Deliverables for Homework 1
- Lexical Grammar The lexical grammar we have outlined in our Homework 1 defines five token types: KEYWORD, IDENTIFIER, OPERATOR, LITERAL, SYMBOL.
These token types are identified by custom finite automata implemented in src/tokens.py.
NeuraScript tokens:
- KEYWORDS: load, train, classify, foreach, save, file, process_email, etc(including python specific methods like split in our example, more will be added soon).
- OPERATORS: :=, +, -, *, /, ==, etc.
- SYMBOLS: {, }, (, ), [, ], ,
- Identifiers: User-defined names that start with a letter or underscore, followed by letters, numbers, or underscores.
- Literals: String literals enclosed in quotes ("" or '') and numeric literals (e.g., 123).
Additionally, the scanner supports standard Python identifiers, literals, and comments.

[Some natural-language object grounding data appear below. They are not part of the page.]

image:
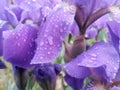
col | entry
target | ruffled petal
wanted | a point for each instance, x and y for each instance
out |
(2, 65)
(75, 83)
(3, 4)
(100, 54)
(19, 45)
(53, 33)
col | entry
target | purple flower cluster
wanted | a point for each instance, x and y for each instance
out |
(32, 33)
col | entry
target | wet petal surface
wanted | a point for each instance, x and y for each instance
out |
(53, 33)
(19, 45)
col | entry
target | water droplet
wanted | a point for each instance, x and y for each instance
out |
(18, 34)
(18, 44)
(94, 55)
(78, 64)
(41, 43)
(115, 68)
(50, 40)
(93, 58)
(45, 48)
(61, 30)
(24, 40)
(41, 57)
(28, 2)
(48, 52)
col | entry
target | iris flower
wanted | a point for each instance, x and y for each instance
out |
(40, 40)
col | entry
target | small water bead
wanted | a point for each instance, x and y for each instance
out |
(18, 44)
(48, 52)
(41, 43)
(61, 30)
(50, 40)
(24, 40)
(94, 55)
(41, 57)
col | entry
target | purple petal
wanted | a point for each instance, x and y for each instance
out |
(45, 72)
(2, 65)
(3, 26)
(115, 27)
(11, 17)
(3, 4)
(100, 54)
(19, 45)
(75, 83)
(53, 33)
(114, 30)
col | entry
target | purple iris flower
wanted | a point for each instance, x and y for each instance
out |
(19, 45)
(46, 75)
(2, 65)
(42, 42)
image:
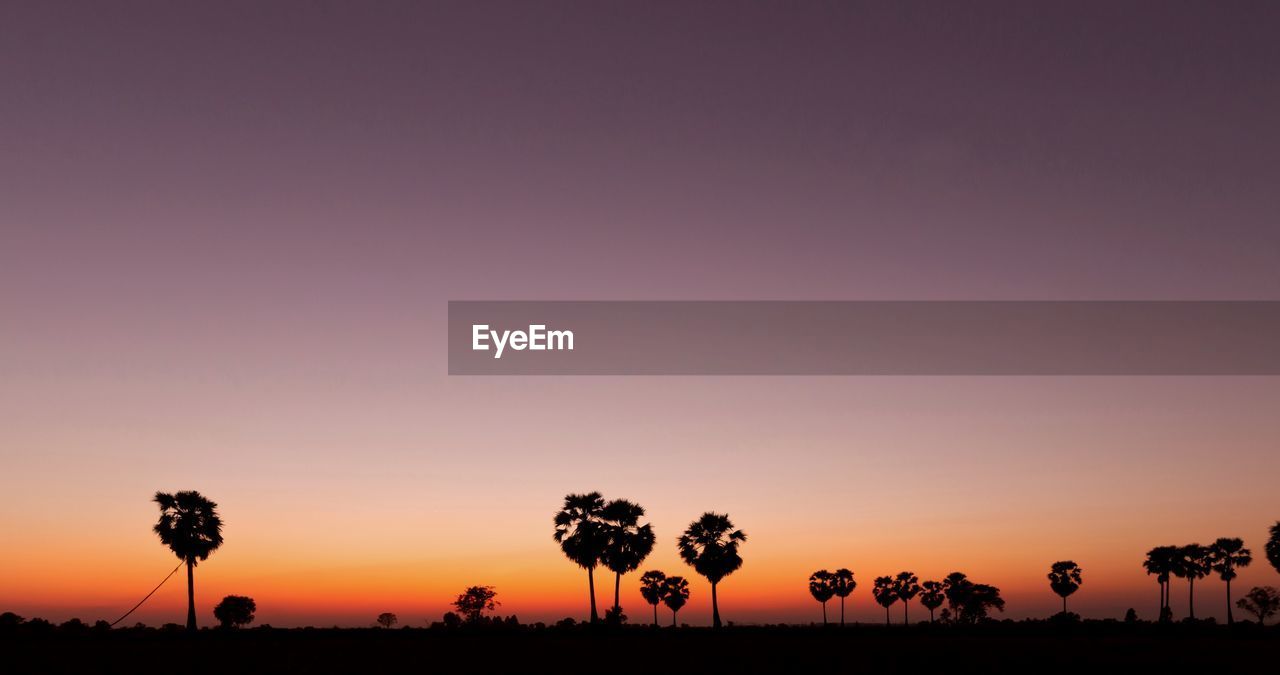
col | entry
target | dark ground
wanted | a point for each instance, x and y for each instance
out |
(990, 648)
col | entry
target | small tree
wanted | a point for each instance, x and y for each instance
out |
(1064, 578)
(885, 593)
(234, 611)
(675, 594)
(932, 597)
(1261, 601)
(652, 585)
(475, 601)
(821, 587)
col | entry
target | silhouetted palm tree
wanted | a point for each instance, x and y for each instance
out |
(583, 536)
(1272, 547)
(906, 587)
(1160, 562)
(885, 593)
(1064, 578)
(1191, 564)
(932, 596)
(675, 594)
(652, 584)
(709, 544)
(822, 589)
(1225, 556)
(191, 528)
(629, 542)
(842, 584)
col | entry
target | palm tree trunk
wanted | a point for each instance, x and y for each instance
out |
(590, 585)
(617, 583)
(714, 607)
(1229, 618)
(191, 594)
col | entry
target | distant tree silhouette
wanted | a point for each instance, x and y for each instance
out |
(472, 602)
(1160, 562)
(906, 585)
(191, 528)
(821, 587)
(1225, 556)
(583, 536)
(234, 611)
(675, 594)
(885, 593)
(627, 543)
(970, 602)
(1272, 547)
(842, 584)
(1261, 601)
(1064, 578)
(1191, 562)
(652, 585)
(709, 544)
(932, 596)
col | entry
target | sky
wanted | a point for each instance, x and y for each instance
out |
(228, 236)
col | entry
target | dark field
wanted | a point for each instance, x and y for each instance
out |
(991, 648)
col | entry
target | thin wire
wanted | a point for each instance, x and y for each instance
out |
(149, 594)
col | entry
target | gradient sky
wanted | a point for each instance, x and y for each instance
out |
(228, 235)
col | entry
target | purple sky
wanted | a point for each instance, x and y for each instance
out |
(228, 233)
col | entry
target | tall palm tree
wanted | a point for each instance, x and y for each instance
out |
(583, 536)
(675, 594)
(1272, 547)
(1064, 578)
(885, 593)
(627, 542)
(906, 585)
(842, 584)
(822, 589)
(191, 528)
(1225, 556)
(709, 544)
(1191, 562)
(932, 596)
(652, 585)
(1160, 562)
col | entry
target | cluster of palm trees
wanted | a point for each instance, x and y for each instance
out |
(593, 533)
(969, 601)
(1194, 561)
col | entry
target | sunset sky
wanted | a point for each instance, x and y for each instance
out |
(228, 236)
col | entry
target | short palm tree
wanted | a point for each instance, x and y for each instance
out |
(1064, 579)
(1225, 556)
(885, 593)
(191, 528)
(627, 542)
(1160, 562)
(932, 596)
(652, 587)
(844, 584)
(675, 594)
(822, 589)
(709, 544)
(906, 585)
(583, 536)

- Scanner and State Transitions The scanner is implemented in src/scanner.py, with state transitions handled by finite automata in src/automaton.py. The scanner outputs tokens in the form <Token Type, Token Value> which was outlined in the HW1 programming as the desired output. The finite automata are described in detail below in subsection B. Finite Automata and are written in automation.py.
a. Tokenization: The scanner outputs tokens in the following format: <Token Type, Token Value>. This applies both to Python code and NeuraScript constructs.
b. Finite Automata: Each token type is processed using a finite state machine (FSM). For example, the FSM for keywords processes each character of a keyword such as load until it matches a known keyword.
The finite automata are implemented in automaton.py. Specific functions handle state transitions for different token types:
Keywords: The is_keyword() function (found in tokens.py) processes potential keywords by comparing tokens to the list of known keywords.
Identifiers: The is_identifier() function ensures that identifiers start with a letter or underscore and are composed of valid characters.
Operators and Symbols: The is_operator() and is_symbol() functions match tokens against the respective lists of valid operators and symbols.
For a detailed example of how these state transitions are implemented, refer to: process_token() in automaton.py, lines 5-35
This function is responsible for processing each token, determining its type, and handling the state transitions accordingly.
FSM Handling in Code:
Keywords FSM: The is_keyword() function in tokens.py checks if the token matches any of the known keywords, accepting on a match.
Identifiers FSM: The is_identifier() function in tokens.py verifies if the token starts with an alphabetical character or underscore, accepting on a match.
Operators and Symbols FSM: The is_operator() and is_symbol() functions in tokens.py recognize operators and symbols respectively, and accept on a match.
Literals FSM: The is_literal() function identifies whether the token is a numeric value or a quoted string, accepting on a match.
c. Error Handling: Lexical errors are handled by src/error_handler.py. Errors such as invalid tokens or unrecognized characters trigger an error message but allow the scanner to continue processing.
-
Sample Input Programs Five sample programs are included in the test/ folder. These programs demonstrate various NeuraScript constructs and also include Python code.
-
Shell Script A run_scanner.sh shell script is provided to automate the execution of the scanner. It runs the scanner on a sample .ns file, demonstrating how to tokenize a NeuraScript program.
-
README This README provides details on our code. It explains the lexical grammar, FSM implementation, error handling, and examples. It also includes LaTeX diagrams of the automaton.